BY

Do you keep writing, do you stop, do you leave? These are the questions that many foreign journalists in India are asking themselves as the governmental environment gets increasingly hostile. Vanessa Dougnac, a French journalist who had been living in India for 25 years, was forced to return to France earlier this month after being threatened in January with being stripped of her residence permit and being refused press accreditation 18 months ago.

In India, more and more journalists fear suffering the same fate, while abroad, journalists of Indian origin stop covering India in order to be able to keep visiting as tourists. In a sign of the climate of fear that has taken hold within the media community, almost all of the people interviewed by RSF for this investigation insisted on not being identified by name.
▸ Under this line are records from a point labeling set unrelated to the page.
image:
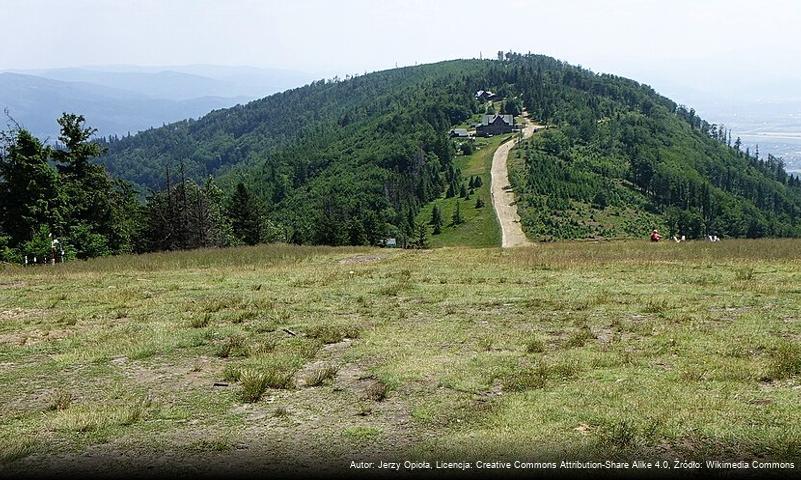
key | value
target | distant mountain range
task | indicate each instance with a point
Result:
(127, 99)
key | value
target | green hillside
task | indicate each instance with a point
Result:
(353, 161)
(358, 160)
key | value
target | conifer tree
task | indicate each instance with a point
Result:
(436, 219)
(457, 218)
(245, 213)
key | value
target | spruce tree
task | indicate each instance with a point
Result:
(245, 213)
(30, 194)
(457, 215)
(436, 220)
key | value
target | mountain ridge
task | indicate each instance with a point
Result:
(337, 158)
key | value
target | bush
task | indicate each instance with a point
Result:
(254, 384)
(785, 360)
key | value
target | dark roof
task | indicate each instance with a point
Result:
(488, 119)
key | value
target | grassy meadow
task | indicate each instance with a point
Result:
(275, 355)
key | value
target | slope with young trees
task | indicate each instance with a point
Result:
(359, 160)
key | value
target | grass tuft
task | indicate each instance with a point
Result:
(320, 376)
(327, 333)
(785, 361)
(534, 345)
(254, 384)
(62, 400)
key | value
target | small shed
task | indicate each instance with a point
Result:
(485, 95)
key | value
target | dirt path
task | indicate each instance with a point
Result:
(502, 195)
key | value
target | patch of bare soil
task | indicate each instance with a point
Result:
(19, 313)
(33, 337)
(360, 259)
(199, 373)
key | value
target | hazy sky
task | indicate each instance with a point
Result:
(705, 41)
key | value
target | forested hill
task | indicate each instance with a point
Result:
(353, 160)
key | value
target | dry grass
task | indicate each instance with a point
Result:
(652, 350)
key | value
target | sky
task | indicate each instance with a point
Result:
(713, 45)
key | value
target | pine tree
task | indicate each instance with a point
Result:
(436, 220)
(422, 236)
(457, 218)
(245, 213)
(30, 194)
The Overseas Citizen of India card (OCI) is a lifetime residence permit issued to foreigners of Indian origin or to the spouses of Indian citizens. Its original aim was to encourage members of the Indian diaspora to become more involved in India, but it has turned into a tool for controlling their movements and activities in India.

Since 2019, someone who is stripped of their OCI status “will also be blacklisted preventing his/her future entry into India,” says a Ministry of Home Affairs document that now acts as a permanent threat hanging over “OCI journalists” in India.
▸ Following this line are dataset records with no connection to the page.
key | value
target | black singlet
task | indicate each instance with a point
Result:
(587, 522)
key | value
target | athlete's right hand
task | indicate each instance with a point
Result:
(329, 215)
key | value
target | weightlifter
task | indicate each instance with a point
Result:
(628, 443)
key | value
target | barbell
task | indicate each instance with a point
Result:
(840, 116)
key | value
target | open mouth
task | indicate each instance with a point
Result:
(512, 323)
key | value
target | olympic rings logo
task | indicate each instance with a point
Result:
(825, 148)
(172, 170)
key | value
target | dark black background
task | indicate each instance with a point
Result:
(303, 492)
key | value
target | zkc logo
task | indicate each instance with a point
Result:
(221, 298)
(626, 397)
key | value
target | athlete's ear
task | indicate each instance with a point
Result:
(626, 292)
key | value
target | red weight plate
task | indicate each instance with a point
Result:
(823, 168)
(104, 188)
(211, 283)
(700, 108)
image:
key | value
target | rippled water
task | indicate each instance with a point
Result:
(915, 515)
“You’re given the idea that you have that option to build up your life here and everything stops suddenly,” said one OCI journalist resident in India.
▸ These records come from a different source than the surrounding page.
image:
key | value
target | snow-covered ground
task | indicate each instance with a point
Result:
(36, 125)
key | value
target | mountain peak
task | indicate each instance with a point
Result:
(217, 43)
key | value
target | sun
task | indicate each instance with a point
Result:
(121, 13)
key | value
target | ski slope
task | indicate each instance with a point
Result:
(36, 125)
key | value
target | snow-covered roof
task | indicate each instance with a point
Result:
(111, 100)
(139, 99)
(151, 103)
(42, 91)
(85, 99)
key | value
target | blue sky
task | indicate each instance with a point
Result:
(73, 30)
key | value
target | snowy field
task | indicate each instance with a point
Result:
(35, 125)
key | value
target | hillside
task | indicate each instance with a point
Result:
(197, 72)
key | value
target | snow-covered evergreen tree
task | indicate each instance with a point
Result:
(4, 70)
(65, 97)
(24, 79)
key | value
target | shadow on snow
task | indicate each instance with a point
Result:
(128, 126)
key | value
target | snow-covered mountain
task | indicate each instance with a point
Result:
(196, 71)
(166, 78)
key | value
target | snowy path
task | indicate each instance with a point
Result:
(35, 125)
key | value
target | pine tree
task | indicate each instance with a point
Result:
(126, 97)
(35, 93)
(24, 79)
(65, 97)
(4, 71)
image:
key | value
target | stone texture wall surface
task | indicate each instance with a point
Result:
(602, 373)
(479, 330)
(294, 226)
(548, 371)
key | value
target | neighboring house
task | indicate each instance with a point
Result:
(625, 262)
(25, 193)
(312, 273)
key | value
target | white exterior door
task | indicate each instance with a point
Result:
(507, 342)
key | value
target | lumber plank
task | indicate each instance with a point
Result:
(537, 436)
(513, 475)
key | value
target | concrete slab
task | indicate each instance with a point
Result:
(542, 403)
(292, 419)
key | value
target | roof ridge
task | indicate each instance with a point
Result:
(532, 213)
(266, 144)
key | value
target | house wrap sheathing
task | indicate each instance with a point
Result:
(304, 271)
“The interviews conducted by RSF show that journalists are in effect being blackmailed in connection with the granting or withdrawal of the OCI status that allows them to move about freely in India. In the end, fear of losing this status induces some to censor themselves or give up practicing their profession. By exerting pressure on their citizen rights, the Indian authorities are surreptitiously targeting their work as journalists.”